Lutz Taufer – „Über Grenzen“

Von 1982 bis 1995 lebte der Autor Lutz Taufer als Gefangener aus der RAF (Rote Armee Fraktion) im Celler Knast; nun legt er mit „Über Grenzen“ eine biographische Bestandsaufnahme seines Werdeganges vor. In 10 Abschnitten berichtet Taufer (Jahrgang 1944) über seinen familiären Hintergrund und die Kinderzeit und Jugendjahre im Nachkriegsdeutschland der badischen Provinz, begleitet vom Grundton des „vorwärts und vergessen“ der Nach-NS-Zeit. Anders als viele spätere Genoss*innen der bewaffneten Politik ist seine Herkunft eher proletarisch unangepasst, denn bürgerlich assimiliert. Der dann folgende Blick auf die zunehmende Politisierung kann auch heutigen Leser*innen eine Sicht auf die ganz junge BRD öffnen: – ja auch das war die Nachkriegsrepublik Deutschland!
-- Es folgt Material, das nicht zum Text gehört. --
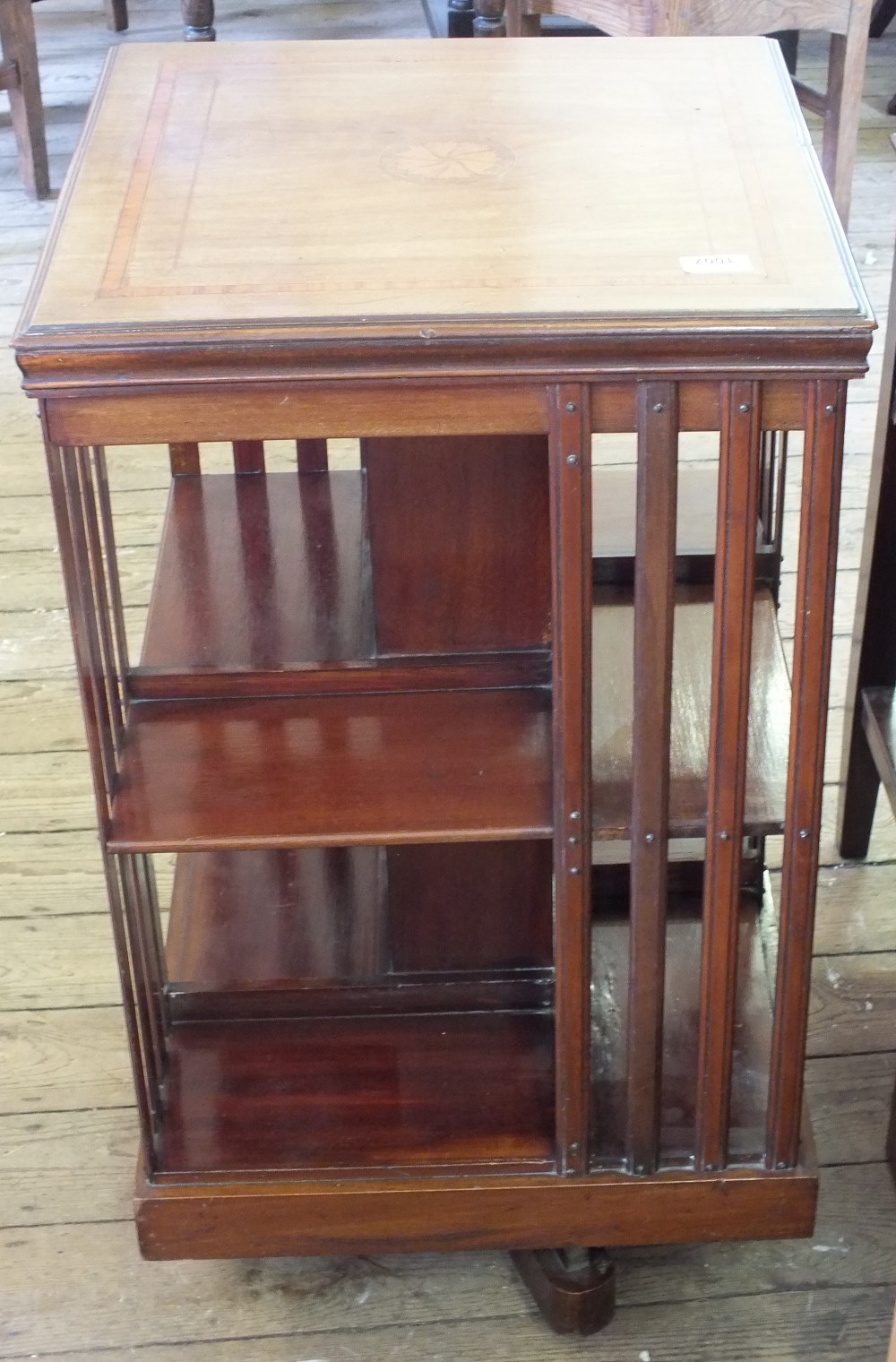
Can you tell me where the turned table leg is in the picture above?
[181,0,215,42]
[511,1247,616,1335]
[472,0,506,39]
[448,0,477,39]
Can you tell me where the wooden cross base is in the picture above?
[511,1247,616,1335]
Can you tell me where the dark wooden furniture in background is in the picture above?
[462,0,872,226]
[838,136,896,1176]
[10,39,873,1330]
[0,0,50,199]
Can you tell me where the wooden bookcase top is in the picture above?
[18,39,869,359]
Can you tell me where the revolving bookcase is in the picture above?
[16,39,873,1328]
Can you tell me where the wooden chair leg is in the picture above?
[0,0,50,199]
[102,0,128,32]
[821,21,867,228]
[511,1249,616,1335]
[870,0,896,39]
[448,0,477,39]
[181,0,215,42]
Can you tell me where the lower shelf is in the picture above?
[159,1013,555,1177]
[109,689,552,851]
[148,841,772,1179]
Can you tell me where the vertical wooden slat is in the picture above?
[92,445,129,710]
[61,448,118,806]
[694,383,762,1170]
[626,383,678,1173]
[104,846,162,1168]
[296,440,330,472]
[765,380,846,1168]
[233,440,264,472]
[548,384,591,1173]
[168,443,202,478]
[47,438,110,828]
[78,450,124,752]
[117,856,165,1116]
[47,440,155,1151]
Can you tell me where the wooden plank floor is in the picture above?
[0,10,896,1362]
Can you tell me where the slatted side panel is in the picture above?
[168,444,202,478]
[765,380,846,1168]
[548,384,591,1173]
[626,383,678,1173]
[694,383,762,1171]
[233,440,264,472]
[47,444,165,1151]
[296,440,330,472]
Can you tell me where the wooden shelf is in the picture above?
[591,587,789,839]
[109,689,552,851]
[166,841,553,1020]
[159,1013,555,1178]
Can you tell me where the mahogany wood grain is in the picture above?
[126,649,550,700]
[159,1013,555,1177]
[161,841,553,992]
[165,969,555,1026]
[109,691,552,851]
[39,378,828,452]
[361,435,550,654]
[696,383,762,1170]
[136,1168,817,1258]
[141,472,373,673]
[550,383,591,1173]
[624,383,678,1174]
[767,380,846,1168]
[511,1249,616,1336]
[16,39,870,397]
[385,840,553,971]
[591,888,772,1170]
[16,29,873,1285]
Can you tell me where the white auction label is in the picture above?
[678,254,753,274]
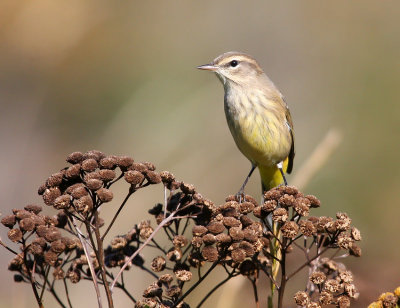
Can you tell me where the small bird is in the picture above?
[197,51,295,195]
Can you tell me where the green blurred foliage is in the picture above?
[0,0,400,307]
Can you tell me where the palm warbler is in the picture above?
[198,52,295,194]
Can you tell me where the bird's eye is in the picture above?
[230,60,239,67]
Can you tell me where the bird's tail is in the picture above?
[258,158,289,298]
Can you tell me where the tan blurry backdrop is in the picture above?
[0,0,400,307]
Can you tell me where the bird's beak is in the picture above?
[197,63,218,72]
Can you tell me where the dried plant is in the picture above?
[0,151,361,307]
[368,286,400,308]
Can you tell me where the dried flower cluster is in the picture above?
[368,286,400,308]
[0,151,361,308]
[294,258,359,307]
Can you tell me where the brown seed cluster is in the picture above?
[368,286,400,308]
[294,258,359,307]
[38,150,161,217]
[191,196,267,267]
[1,151,362,307]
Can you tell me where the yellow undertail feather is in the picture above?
[258,157,289,191]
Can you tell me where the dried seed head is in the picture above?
[100,155,118,169]
[337,295,350,308]
[324,279,340,293]
[343,283,359,298]
[310,272,326,285]
[71,185,89,199]
[207,221,225,234]
[19,218,35,231]
[46,172,64,187]
[316,216,332,232]
[44,250,58,266]
[229,227,244,241]
[124,170,144,185]
[293,197,310,216]
[243,228,258,243]
[86,179,103,190]
[181,182,196,195]
[50,239,66,254]
[143,170,161,184]
[53,194,71,210]
[299,220,317,236]
[294,291,310,307]
[336,212,351,231]
[8,253,24,271]
[172,235,188,247]
[192,236,203,248]
[279,194,296,207]
[350,243,361,257]
[111,236,128,251]
[201,246,218,262]
[158,274,174,284]
[240,215,254,227]
[143,282,162,298]
[73,195,94,213]
[83,150,106,162]
[1,215,17,228]
[215,233,232,244]
[222,217,242,228]
[43,187,61,205]
[318,291,333,305]
[66,152,83,164]
[192,225,207,236]
[67,269,81,283]
[321,258,338,272]
[261,200,278,213]
[174,269,193,281]
[393,287,400,297]
[306,195,321,208]
[335,218,351,231]
[338,270,353,283]
[24,204,42,215]
[272,208,289,222]
[231,248,246,263]
[150,256,167,272]
[166,285,182,297]
[281,221,299,239]
[244,195,258,206]
[160,171,175,184]
[167,248,182,261]
[117,156,134,170]
[239,202,255,214]
[202,233,216,245]
[239,241,256,257]
[351,227,361,241]
[65,164,81,179]
[99,169,116,182]
[7,229,22,242]
[13,209,32,219]
[96,187,114,202]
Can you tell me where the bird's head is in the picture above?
[197,51,264,86]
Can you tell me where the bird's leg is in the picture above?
[236,164,257,203]
[276,162,287,186]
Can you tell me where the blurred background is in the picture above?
[0,0,400,307]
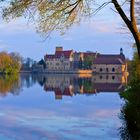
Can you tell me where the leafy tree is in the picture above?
[0,52,21,74]
[0,0,140,57]
[0,75,19,96]
[38,59,46,69]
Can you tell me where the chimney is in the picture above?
[55,46,63,52]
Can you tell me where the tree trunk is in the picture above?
[112,0,140,59]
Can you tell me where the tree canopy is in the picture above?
[0,52,21,74]
[0,0,140,57]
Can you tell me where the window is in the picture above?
[106,75,109,80]
[106,68,108,72]
[100,76,103,79]
[100,68,103,72]
[112,76,115,80]
[112,68,115,72]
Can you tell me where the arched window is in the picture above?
[112,68,115,72]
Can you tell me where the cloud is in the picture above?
[0,20,34,34]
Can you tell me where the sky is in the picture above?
[0,3,134,61]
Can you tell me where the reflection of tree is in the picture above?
[120,50,140,140]
[120,81,140,140]
[0,75,19,96]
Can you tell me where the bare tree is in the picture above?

Ein Staat, in welchem Figuren wie der unsägliche Globke seine üble Juristerei fortsetzen und hier in Celle und Lüneburg der Altnazi Ottersbach seine Strafverfolgung Andersdenkender ungestört weiter treiben durften; und zur Erinnerung: Die Frankfurter Auschwitz-Prozesse fanden 1963 bis 1968 statt. Mehr noch: Als Unterstützer des Vietnam-Krieges und Bollwerk gegen jedwede außerparlamentarische Opposition machte der Staat – im Verein mit einer aufhetzenden Medienlandschaft – sich selbst zur Kampfpartei gegen einen soziokulturellen Aufbruch, welcher weite Teile der westlichen Welt und sogar Teile des „Ostblocks“ ergriffen hatte. Es muss eine andere, solidarische und gerechtere Welt möglich sein! Taufer politisiert sich auch entlang des Umgangs der etablierten Gesundheitswirtschaft mit den Kranken, hier besonders den emotional Kranken in der Gesellschaft.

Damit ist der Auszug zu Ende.